Media coverage of lockdown parties ‘travesty of the truth’, Johnson says

Media coverage and TV adaptations of lockdown-breaking parties in Downing Street were “absurd” and “a travesty of the truth”, Boris Johnson has argued, saying the gatherings primarily involved staff trying to work hard in difficult circumstances.

In evidence to the Covid inquiry that seems likely to enrage relatives’ groups, the former prime minister said that while he reiterated his apology for the 126 fixed-penalty notices issued in No 10 for breaches of Covid rules, staff working there had been unfairly maligned.

“The version of events that has entered the popular consciousness about what is supposed to have happened in Downing Street is a million miles from the reality of what actually happened,” he told Hugo Keith KC, the inquiry counsel.

“I speak on behalf of hundreds and hundreds of hard-working civil servants who thought that they were following the rules. Some of the media coverage, the dramatic representations, that we’re now having of this are absolutely absurd.”

Johnson was challenged by Lady Hallett, the inquiry chair, who said that she had met numerous bereaved relatives during her role who said learning about the parties had exacerbated their grief.

Johnson replied: “I totally understand their feelings and what can I do but again apologise for mistakes that we made?”

However, he went on: “I think that the characterisation, the representation that has been of what civil servants and advisers were doing in No 10 has been a travesty of the truth. They thought they were working very, very hard, which they were.”

The guidance during Covid was “written in a way so as to allow businesses to have flexibility”, Johnson said, arguing that the breaches were largely inadvertent because staff did not properly understand rules and were working under intense pressure.

He said: “We were having to call meeting after meeting after meeting, at all hours of the day and night, in rapid succession and summon people rapidly to different meetings. In those conditions, it was very hard to follow the letter of the guidance, and I have tried to explain that many, many times.”

Keith challenged Johnson’s narrative by showing the inquiry an exchange of WhatsApp messages with Simon Case, the cabinet secretary, in December 2021, as details of the parties were first being reported in the media.

Johnson wrote in one message: “In retrospect we all should have told people – above all [Johnson’s head of communications] Lee Cain – to think about their behaviour in number ten and how it would look. But now we must smash on.”

This was, Keith told Johnson, “a reference to behaviour, and the behaviour of your officials and advisers, and you knew how it would look, but you didn’t care that much”.

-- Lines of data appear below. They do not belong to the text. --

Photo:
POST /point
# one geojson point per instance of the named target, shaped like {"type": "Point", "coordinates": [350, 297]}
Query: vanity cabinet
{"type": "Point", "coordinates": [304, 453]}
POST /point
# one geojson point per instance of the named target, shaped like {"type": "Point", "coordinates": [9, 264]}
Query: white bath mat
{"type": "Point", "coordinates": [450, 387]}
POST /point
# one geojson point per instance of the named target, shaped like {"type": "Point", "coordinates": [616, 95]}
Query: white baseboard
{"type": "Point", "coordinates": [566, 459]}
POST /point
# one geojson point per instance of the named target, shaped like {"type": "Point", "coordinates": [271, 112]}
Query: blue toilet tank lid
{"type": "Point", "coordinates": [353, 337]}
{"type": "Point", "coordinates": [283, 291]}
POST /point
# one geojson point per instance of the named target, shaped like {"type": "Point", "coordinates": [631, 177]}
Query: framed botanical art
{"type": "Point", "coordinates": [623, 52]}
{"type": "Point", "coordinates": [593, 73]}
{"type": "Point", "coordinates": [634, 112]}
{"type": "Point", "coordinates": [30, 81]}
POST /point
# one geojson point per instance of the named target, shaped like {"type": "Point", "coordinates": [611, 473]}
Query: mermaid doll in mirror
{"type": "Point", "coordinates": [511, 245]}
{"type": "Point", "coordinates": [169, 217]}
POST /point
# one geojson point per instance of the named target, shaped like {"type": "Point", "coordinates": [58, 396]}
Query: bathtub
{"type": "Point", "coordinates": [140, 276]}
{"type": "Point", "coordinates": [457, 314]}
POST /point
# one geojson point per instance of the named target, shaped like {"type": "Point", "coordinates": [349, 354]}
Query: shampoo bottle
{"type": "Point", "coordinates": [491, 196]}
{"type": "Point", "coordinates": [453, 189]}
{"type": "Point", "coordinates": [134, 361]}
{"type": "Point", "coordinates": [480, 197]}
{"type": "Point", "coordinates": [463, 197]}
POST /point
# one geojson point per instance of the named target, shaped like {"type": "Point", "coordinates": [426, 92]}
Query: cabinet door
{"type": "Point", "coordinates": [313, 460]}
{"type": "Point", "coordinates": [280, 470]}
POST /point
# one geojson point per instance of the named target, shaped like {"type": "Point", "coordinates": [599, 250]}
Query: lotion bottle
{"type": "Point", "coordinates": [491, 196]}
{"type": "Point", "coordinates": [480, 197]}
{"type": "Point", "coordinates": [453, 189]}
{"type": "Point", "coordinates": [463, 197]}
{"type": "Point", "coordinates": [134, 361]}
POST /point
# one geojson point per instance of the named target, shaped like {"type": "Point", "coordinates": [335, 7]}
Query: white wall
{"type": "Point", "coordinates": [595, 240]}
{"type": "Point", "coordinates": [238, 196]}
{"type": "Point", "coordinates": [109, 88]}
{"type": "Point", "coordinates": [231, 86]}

Johnson angrily rejected this, saying that while he could have done more “to insist that people thought about the way their behaviour would be perceived by others”, he cared deeply about Covid.

He recounted being in intensive care in March 2020 with his own serious bout of the virus, and seeing men of a similar age also there, “and some of us were going to make it, some of us were not”.

He went on: “I knew from that experience what an appalling disease this is. I had absolutely no personal doubt about that, from March onwards. To say that I didn’t care about the suffering that was being inflicted on the country is simply not right.”

Keith replied to say that he had not suggested Johnson did not care about suffering, but that “you didn’t care about the reaction to the behaviour”.

Johnson then said: “Thank you for that clarification.”